- Built: 1969–1971
- Operated: 1971–2017
- Location: 1355 Lebanon Road; Danville, Kentucky, United States;
- Coordinates: 37°38′7″N 84°47′48″W﻿ / ﻿37.63528°N 84.79667°W
- Industry: Home appliances
- Products: vacuum cleaners
- Employees: 700 (1990)
- Area: 60 acres (24 ha)
- Volume: 787,000 square feet (73,100 m^{2})
- Owner: Matsushita

= Matsushita Danville plant =

Matsushita Danville plant, operating as Matsushita Home Appliance Company, was an vacuum cleaner manufacturing plant in Danville, Kentucky owned by Matsushita. The facility produced upright and canister vacuum cleaners, primarily the Kenmore brand for Sears (in addition to Panasonic-branded vacuum cleaners) and was closed in 2017.

==History==

===Whirlpool Corporation===
The facility broke ground by the Whirlpool Corporation in 1969, and was opened in 1971 as a $3 million, 270,000-square foot facility to produce trash compactors, later expanding in 1972 to include electric motors for refrigerators and freezers. In 1974, the plant began manufacturing icemakers.

In 1983, Whirlpool broke ground on its $3 million, 52,800-square-foot addition to its Danville plant to expand production into vacuum cleaners. In 1984, Whirlpool began producing vacuum cleaners at the plant (including those from Sears' Kenmore brand), relocating production from the closed St. Paul, Minnesota, manufacturing plant; a further 51,000-square-foot addition was also opened in 1985 for design and engineering teams. Whirlpool produced its 20 millionth vacuum cleaner there in 1989.

===Matsushita Electric===
In February 1990, Whirlpool put its floor care business and its 1,000-worker vacuum cleaner manufacturing plant in Danville, Kentucky, up for sale to focus on core major appliances. In July of this year, Whirlpool and Japan's Matsushita Electric Industrial Company announced a joint venture called Matsushita Floor Care Company, which retained floor care production at the plant. Trash compactors and icemakers that was produced at the plant were moved to other Whirlpool facilities.

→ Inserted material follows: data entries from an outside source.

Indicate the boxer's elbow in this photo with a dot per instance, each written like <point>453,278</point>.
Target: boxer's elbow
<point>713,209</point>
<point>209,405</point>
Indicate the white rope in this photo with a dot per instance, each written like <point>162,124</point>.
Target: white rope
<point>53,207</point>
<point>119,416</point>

In 1995, Matsushita later fully took over the Danville manufacturing plant from Whirlpool. On September 12, 2000, Matsushita filed a WARN notice in Danville, Kentucky, reporting a mass layoff affecting approximately 480 employees at its Lebanon Road plant.

In late 2000, the company opened a new vacuum cleaner manufacturing plant in Monterrey, Mexico. Together with the existing Danville, Kentucky plant, this new Monterrey plant helped produce roughly 600,000 units annually, primarily supplying Sears department stores under an original equipment manufacturing agreement.

In January 2017, Panasonic announced it would shut down its vacuum cleaner manufacturing plant in Danville, Kentucky, by the end of March of that year, and lay off its remaining employees at the plant, as part of a plant to end its North American vacuum cleaner production. The manufacturing plant in Apodaca, near Monterrey, Mexico, shifted its operations away from vacuum cleaners starting in April 2017 to produce car seat warmers and other automotive equipment instead.